I was trying to solve the ODE $y'(x) = ay^2(x) +b$ given $a<0 ,b>0, y'(t) >0, y(0)=0$ yet the solution for which I found $y(x)$ doesn't fully fit the ODE.
Calculations I made: $ay^2+b=a(y^2+\frac{b}{a})\Rightarrow \frac{y'}{y^2+\frac{b}{a}} = a$ when $y^2 +\frac{b}{a} \neq 0$ from the given condition $y'(x)\neq0$ and $a<0$.
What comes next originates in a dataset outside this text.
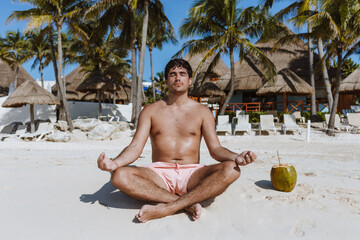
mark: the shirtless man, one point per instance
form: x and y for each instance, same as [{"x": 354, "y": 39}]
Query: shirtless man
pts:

Integrating both sides $dx$: $\int \frac{y'}{y^2+\frac{b}{a}}dx =ax+c$ assigning $y = z\Rightarrow y' =\frac{dz}{dx} \Rightarrow dx = \frac{dz}{dy'} $ we get: $\int \frac{y'}{y^2+\frac{b}{a}}dx = \int \frac{y'}{y^2+\frac{b}{a}} \frac{1}{y'}dz =_{y'>0} \int \frac{1}{z^2+\frac{b}{a}}dz = arctan(\frac{z}{\sqrt{\frac{-b}{a}}})$
We got: $arctan(\frac{z}{\sqrt{\frac{-b}{a}}}) = ax+c$ from the condition $y(0)=0 \Rightarrow z(0)=0$ we get that $c=0$. so, $arctan(\frac{z}{\sqrt{\frac{-b}{a}}}) = ax \Rightarrow (\frac{z}{\sqrt{\frac{-b}{a}}}) = tan(ax)\Rightarrow z=y(x) =tan(ax)\cdot \sqrt{\frac{-b}{a}} $
The problem is: $y'(x) = (1+tan^2(ax))\cdot a\cdot \sqrt{\frac{-b}{a}} = a(tan^2(ax)\cdot\sqrt{\frac{-b}{a}}+\sqrt{\frac{-b}{a}})\neq a\cdot(tan^2(ax)\cdot \frac{b}{a}+\frac{b}{a}) $
When you're integrating, $$\int \frac{1}{z^2+b/a} {\rm d}z$$
You need to take care that this isn't the format $$\int \frac{1}{x^2+A^2} = \frac 1A \arctan \left( \frac xA \right)$$
Since $\frac{b}{a}$ is negative. This in fact is of the format $$\int \frac{1}{x^2-A^2}= \frac{1}{2A} \ln \left( \left \vert \frac{x-A}{x+A} \right \vert\right)$$ with $A = \sqrt{ -\frac{b}{a}}$.
This is where you went wrong.